The majority (43 per cent) of Macworld online readers think Apple should focus on offering the iTunes Music Store outside the US, before it does anything else.
But a fifth of the 1,181 respondents think Apple should be concentrating on delivering a PowerBook featuring a G5 processor.
Developing Mac OS X for use with Intel powered computers is the choice of an optimistic 10 per cent, while 8 per cent are hoping a quad-processor Power Mac G5 will be the next big thing from Apple.
Another 8 per cent think that Apple should focus on developing a Video iPod.
Less-popular choices were a 60GB iPod (2 per cent), FireWire 800 across range (1 per cent), Gigabit Ethernet across range (1 per cent), and a 23-inch iMac (1 per cent). For 4 per cent of readers none of the options offered hit the mark, with their suggestions being posted in the forum.
Despite the insistance of poll respondants that Apple should focus its efforts on developing the iTunes Music Store for places outside the US, one reader points out: "We all know Apple are coming to Europe with ITMS this year, so they already have the resources in place to achieve this goal. Apple should now focus its efforts on developing something else."
Apple has been dogged by issues with the instigation of iTunes in Europe – like other companies seeking to launch music download services in the area, Apple has been experiencing delays caused by the monolithic levels of bureaucracy within the music business.
The forum is split, with readers offering their reasoning for and against the development of video-enabled iPods. One reader states: "I can't believe that Steve wants to ignore video. Sure, music is nice – but when I'm stuck waiting for a train or plane I'd love to watch a film – not to mention my digital photos."
But two readers agree with Jobs stand on the video iPod. "Jobs is right about a video iPod," says one, "I couldn't hold an iPod up for over two hours to watch a movie even if I wanted to – though I would like to see a colour screen though so I can upload my iPhoto library."

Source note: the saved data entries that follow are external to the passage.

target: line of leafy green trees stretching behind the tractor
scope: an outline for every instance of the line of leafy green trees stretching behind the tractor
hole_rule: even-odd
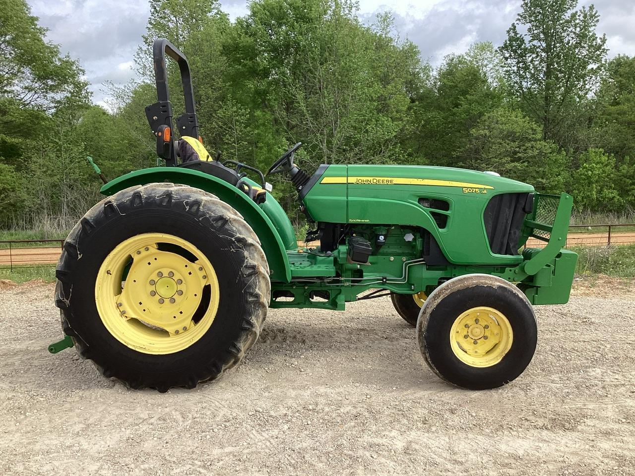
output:
[[[422,62],[389,13],[361,22],[352,0],[254,0],[229,20],[217,0],[149,0],[138,77],[90,105],[83,70],[44,40],[24,0],[0,0],[0,223],[68,228],[108,178],[157,164],[144,107],[156,101],[152,42],[192,69],[212,154],[266,169],[295,142],[302,168],[405,163],[493,170],[578,211],[635,207],[635,58],[606,62],[599,14],[576,0],[524,0],[500,48],[476,43]],[[171,101],[183,107],[168,65]],[[292,220],[284,178],[275,193]]]

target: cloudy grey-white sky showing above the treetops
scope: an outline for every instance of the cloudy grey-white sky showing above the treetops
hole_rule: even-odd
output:
[[[126,83],[135,76],[133,56],[149,16],[146,0],[27,0],[32,15],[86,70],[93,102],[105,105],[104,82]],[[582,2],[589,4],[590,2]],[[598,33],[606,34],[609,55],[635,54],[635,1],[596,0]],[[248,11],[245,0],[222,0],[232,20]],[[359,0],[359,17],[371,24],[377,13],[392,11],[400,37],[419,47],[424,60],[439,65],[448,53],[470,44],[505,39],[521,0]]]

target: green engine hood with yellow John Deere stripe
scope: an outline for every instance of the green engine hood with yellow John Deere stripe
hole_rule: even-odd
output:
[[[317,221],[425,228],[451,263],[509,266],[522,258],[491,251],[483,213],[495,195],[530,192],[526,183],[465,169],[330,166],[305,203],[315,209]],[[324,209],[327,204],[338,209]],[[344,204],[345,214],[339,209]]]

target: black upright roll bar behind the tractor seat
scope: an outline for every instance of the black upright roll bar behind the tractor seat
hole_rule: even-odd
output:
[[[170,90],[168,89],[168,69],[166,67],[166,53],[178,63],[183,83],[183,97],[185,99],[185,114],[175,118],[178,132],[181,136],[198,138],[199,125],[194,105],[194,89],[192,89],[192,76],[187,58],[176,46],[165,38],[154,40],[152,44],[152,56],[154,58],[154,80],[157,88],[157,102],[145,108],[145,116],[150,124],[150,129],[157,135],[161,126],[172,129],[172,105],[170,103]],[[161,128],[163,129],[163,128]],[[173,136],[173,135],[172,135]],[[157,154],[165,159],[168,166],[176,166],[177,156],[173,141],[163,143],[157,136]]]

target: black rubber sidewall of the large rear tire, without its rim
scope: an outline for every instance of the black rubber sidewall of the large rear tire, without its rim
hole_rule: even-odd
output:
[[[187,213],[185,201],[175,196],[170,206],[165,206],[150,199],[137,209],[126,208],[126,203],[119,201],[121,214],[91,216],[94,228],[90,234],[79,232],[77,252],[81,260],[72,267],[72,281],[64,283],[72,286],[64,314],[81,338],[87,354],[83,357],[92,359],[105,375],[134,388],[193,387],[198,381],[215,378],[231,363],[232,354],[242,353],[240,344],[249,317],[245,314],[250,312],[252,299],[243,292],[248,288],[244,267],[249,263],[239,244],[241,237],[231,220],[215,223],[213,216]],[[150,232],[175,235],[196,246],[210,260],[220,286],[218,312],[210,329],[173,354],[145,354],[119,342],[104,326],[95,304],[95,280],[106,256],[125,239]]]

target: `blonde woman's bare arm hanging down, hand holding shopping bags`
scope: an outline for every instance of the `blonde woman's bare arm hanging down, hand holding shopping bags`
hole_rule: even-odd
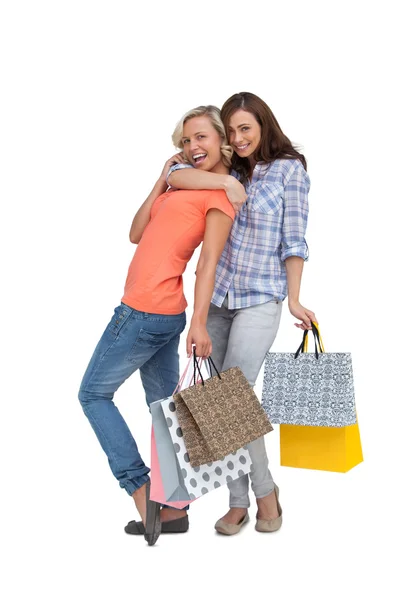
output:
[[[194,312],[186,338],[188,357],[192,353],[192,345],[196,346],[198,356],[208,357],[212,352],[211,339],[206,329],[208,309],[214,290],[217,264],[231,227],[232,219],[228,215],[216,208],[208,211],[203,247],[196,269]]]

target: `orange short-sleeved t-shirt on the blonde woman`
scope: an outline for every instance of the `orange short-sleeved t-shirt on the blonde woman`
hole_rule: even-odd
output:
[[[203,241],[211,208],[235,218],[222,190],[171,190],[157,198],[129,266],[122,302],[156,314],[185,310],[182,274]]]

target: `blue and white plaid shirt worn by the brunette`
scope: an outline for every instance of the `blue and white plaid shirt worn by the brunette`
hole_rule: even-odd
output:
[[[174,165],[168,176],[186,167],[191,165]],[[247,201],[233,222],[217,266],[213,304],[222,306],[227,294],[228,308],[286,298],[284,261],[289,256],[308,259],[304,235],[309,189],[310,178],[299,160],[257,163],[246,185]]]

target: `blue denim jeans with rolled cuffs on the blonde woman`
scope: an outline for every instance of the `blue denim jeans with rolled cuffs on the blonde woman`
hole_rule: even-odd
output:
[[[79,400],[121,488],[132,495],[150,469],[113,402],[120,385],[140,369],[146,402],[170,396],[179,381],[179,336],[185,313],[157,315],[121,304],[107,325],[86,369]]]

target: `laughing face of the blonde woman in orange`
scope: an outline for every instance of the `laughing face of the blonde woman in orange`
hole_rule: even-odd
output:
[[[192,117],[183,126],[183,152],[196,168],[212,173],[226,173],[222,163],[221,137],[206,115]]]

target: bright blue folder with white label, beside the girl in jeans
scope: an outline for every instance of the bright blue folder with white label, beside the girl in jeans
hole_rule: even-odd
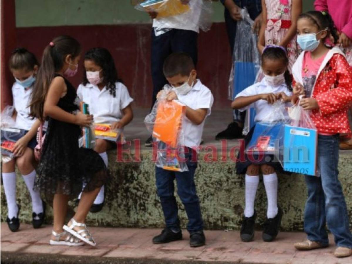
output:
[[[283,167],[285,171],[316,175],[317,132],[285,125]]]

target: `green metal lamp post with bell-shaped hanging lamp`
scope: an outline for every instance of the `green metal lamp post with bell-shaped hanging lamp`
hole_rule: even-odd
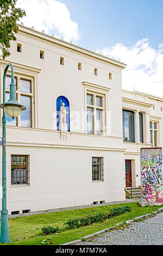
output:
[[[5,102],[5,78],[7,75],[8,68],[11,67],[11,84],[10,84],[10,99]],[[8,224],[8,210],[7,210],[7,175],[6,175],[6,116],[18,117],[22,110],[26,107],[22,106],[16,100],[16,85],[14,84],[14,68],[9,63],[4,70],[3,74],[3,103],[0,105],[3,108],[2,127],[3,127],[3,148],[2,148],[2,211],[1,211],[1,243],[11,242],[9,235],[9,224]]]

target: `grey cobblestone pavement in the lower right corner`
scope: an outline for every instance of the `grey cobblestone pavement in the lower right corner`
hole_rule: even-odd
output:
[[[111,230],[76,245],[163,245],[163,212],[131,223],[126,229]]]

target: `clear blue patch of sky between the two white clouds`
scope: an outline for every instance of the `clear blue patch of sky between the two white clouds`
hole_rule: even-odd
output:
[[[78,23],[80,43],[90,48],[118,42],[133,45],[149,38],[152,47],[163,42],[162,0],[61,0]]]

The other says: "I see no real mass-market use for a video iPod as there is no way you can watch films in the background in the same way as you can listen to music."
Not so un-PC
The idea that Apple could develop Mac OS X for use on PCs that currently run Windows is also debated in the forum.
One reader says: "Mac OS X for Intel would be very good – at least then I'd be able to put all those old PCs I have to good use."
But another states: "Mere windows compatibility isn’t going to help much in regaining business market share. It's just a different way of doing the same thing and, unless the status quo is really bad, it's very difficult to make headway – especially when the market dominator keeps saying "next year’s version will be better". Also, the fact that, on top of a change in investment, staff training would be needed – something particularly relevant now with many firms outsourcing the maintenance of their computer system – will put off many".
Another suggestion is that Apple should offer games on the iPod: "Everybody wants to play games using their iPods. There are already some games for the iPod, and there are sites dedicated to iPod games. This would boost the Mac games market," suggests one reader.
The final frontier
Other readers are vocal in their support of Apple's exploration of the enterprise market. "The enterprise is an area in which Apple has a lot to do. The impetus towards Linux gives Apple the opportunity to present itself as a hardware/OS/software vendor with a combination that works well. It just needs to play ball with the corporate vendors."
One reader notes that Apple has been focusing on building these bridges: "The Xserve and the Xserve RAID are all qualified with a whole heap of vendors, including Veritas, as is the Xsan. I know for a fact that they support Veritas Volume Manager SAN system for a start," says one reader.